AI is built into almost all everyday items, such as our loudspeakers, smartphones, and cameras. One can argue that these digital devices are virtual mini spies that endanger our privacy, even when we are not interacting with them. In addition, our private data, like age and location, including sensitive information, is continuously being processed by AI models to analyze and customize online experiences.
However, this limitation may be overcome with appropriate data protection functions such as immediate deletion after data usage, granting anonymity, and less traceable systems.
You may have heard about killer robots, officially known as lethal autonomous weapons systems (LAWS), that use artificial intelligence and machine learning algorithms to identify and destroy a target autonomously.
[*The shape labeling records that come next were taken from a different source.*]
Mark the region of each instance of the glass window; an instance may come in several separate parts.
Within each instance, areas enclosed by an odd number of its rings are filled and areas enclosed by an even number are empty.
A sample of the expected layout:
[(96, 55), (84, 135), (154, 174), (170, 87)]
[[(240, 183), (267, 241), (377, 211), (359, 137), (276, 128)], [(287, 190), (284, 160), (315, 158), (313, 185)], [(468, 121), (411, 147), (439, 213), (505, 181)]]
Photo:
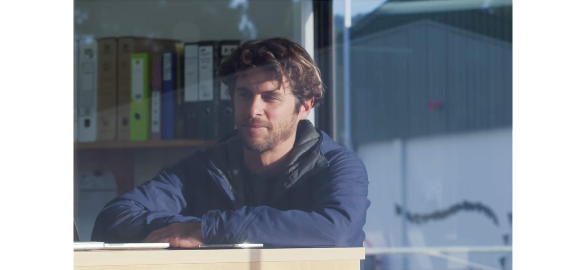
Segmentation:
[(365, 268), (510, 269), (512, 1), (333, 14), (334, 137), (370, 182)]
[[(311, 1), (74, 1), (74, 218), (80, 239), (90, 239), (108, 201), (233, 127), (190, 124), (197, 114), (186, 104), (223, 93), (205, 92), (211, 85), (205, 83), (192, 91), (193, 77), (185, 72), (198, 66), (190, 44), (210, 46), (214, 65), (224, 48), (257, 38), (286, 38), (312, 54), (313, 23)], [(213, 69), (200, 70), (202, 81), (216, 82)], [(205, 113), (230, 119), (228, 104)]]

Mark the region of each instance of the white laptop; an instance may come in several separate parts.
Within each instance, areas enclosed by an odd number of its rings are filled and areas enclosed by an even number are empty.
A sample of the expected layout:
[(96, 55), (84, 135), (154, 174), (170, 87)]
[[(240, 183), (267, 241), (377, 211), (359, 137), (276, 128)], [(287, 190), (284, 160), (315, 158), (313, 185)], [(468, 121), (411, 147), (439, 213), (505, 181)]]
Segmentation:
[(73, 250), (96, 249), (162, 249), (169, 248), (169, 243), (124, 243), (108, 244), (98, 241), (79, 240), (77, 227), (73, 221)]

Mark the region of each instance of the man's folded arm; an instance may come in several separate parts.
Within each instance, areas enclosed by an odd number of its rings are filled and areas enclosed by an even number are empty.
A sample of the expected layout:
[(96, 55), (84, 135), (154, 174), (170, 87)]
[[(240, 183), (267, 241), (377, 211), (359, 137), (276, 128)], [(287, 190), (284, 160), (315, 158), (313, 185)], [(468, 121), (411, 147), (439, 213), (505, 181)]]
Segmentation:
[[(268, 247), (362, 245), (368, 180), (362, 161), (345, 158), (331, 166), (329, 179), (318, 183), (311, 211), (281, 211), (267, 206), (211, 211), (202, 217), (206, 244), (259, 243)], [(359, 242), (359, 244), (358, 242)]]
[(189, 205), (181, 164), (108, 203), (96, 218), (91, 239), (140, 242), (152, 231), (172, 222), (199, 222), (183, 215)]

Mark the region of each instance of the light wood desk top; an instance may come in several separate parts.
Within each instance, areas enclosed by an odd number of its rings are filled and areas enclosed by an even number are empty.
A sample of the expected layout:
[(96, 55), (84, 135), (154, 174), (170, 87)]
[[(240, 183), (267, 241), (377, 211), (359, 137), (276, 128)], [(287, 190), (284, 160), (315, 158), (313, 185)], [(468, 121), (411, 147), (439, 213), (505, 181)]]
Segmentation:
[(364, 248), (73, 252), (74, 269), (360, 269)]

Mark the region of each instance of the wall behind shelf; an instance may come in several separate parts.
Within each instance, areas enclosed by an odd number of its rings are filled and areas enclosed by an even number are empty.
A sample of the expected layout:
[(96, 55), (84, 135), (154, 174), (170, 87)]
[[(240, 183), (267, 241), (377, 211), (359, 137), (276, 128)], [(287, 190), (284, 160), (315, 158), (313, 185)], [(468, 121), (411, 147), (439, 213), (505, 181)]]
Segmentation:
[(185, 42), (283, 36), (301, 42), (301, 2), (74, 1), (74, 33)]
An example of a killer robot includes the SGR-A1, jointly developed by Samsung and Korea University to assist South Korean troops in the Korean Demilitarized Zone. The robot can identify humans from 2.5 miles away and warn them before shooting them.
AI can make such inhuman, immoral, and unethical decisions because it is programmed to do so. Therefore, the use of LAWS requires ethical guidelines to prevent misuse. An example could be ensuring a degree of human control over them to prevent them from operating independently.
There is a growing fear that automation and AI will replace people and force them into unemployment. For example, robots are frequently employed to replace humans to increase efficiency in monotonous tasks that do not require social or emotional intelligence, such as data entry, reception, or courier services. Nonetheless, AI also creates opportunities for humans to learn new skills and work in more rewarding fields requiring creativity. Recent studies show that it is forecasted that AI will create $2.3 million jobs while eliminating $1.8 million at the same time.
AI cannot exhibit human emotions, think like humans, or make moral and ethical decisions. Nonetheless, regardless of the disadvantages of artificial intelligence, the AI market continues to grow.
That said, humans are responsible for ensuring that the rise of artificial intelligence does not get out of hand. At the same time, until AI learns to overcome its limitations, it doesn’t mean that humans should refrain from using AI-powered solutions in multiple industries, such as healthcare, finance, and marketing.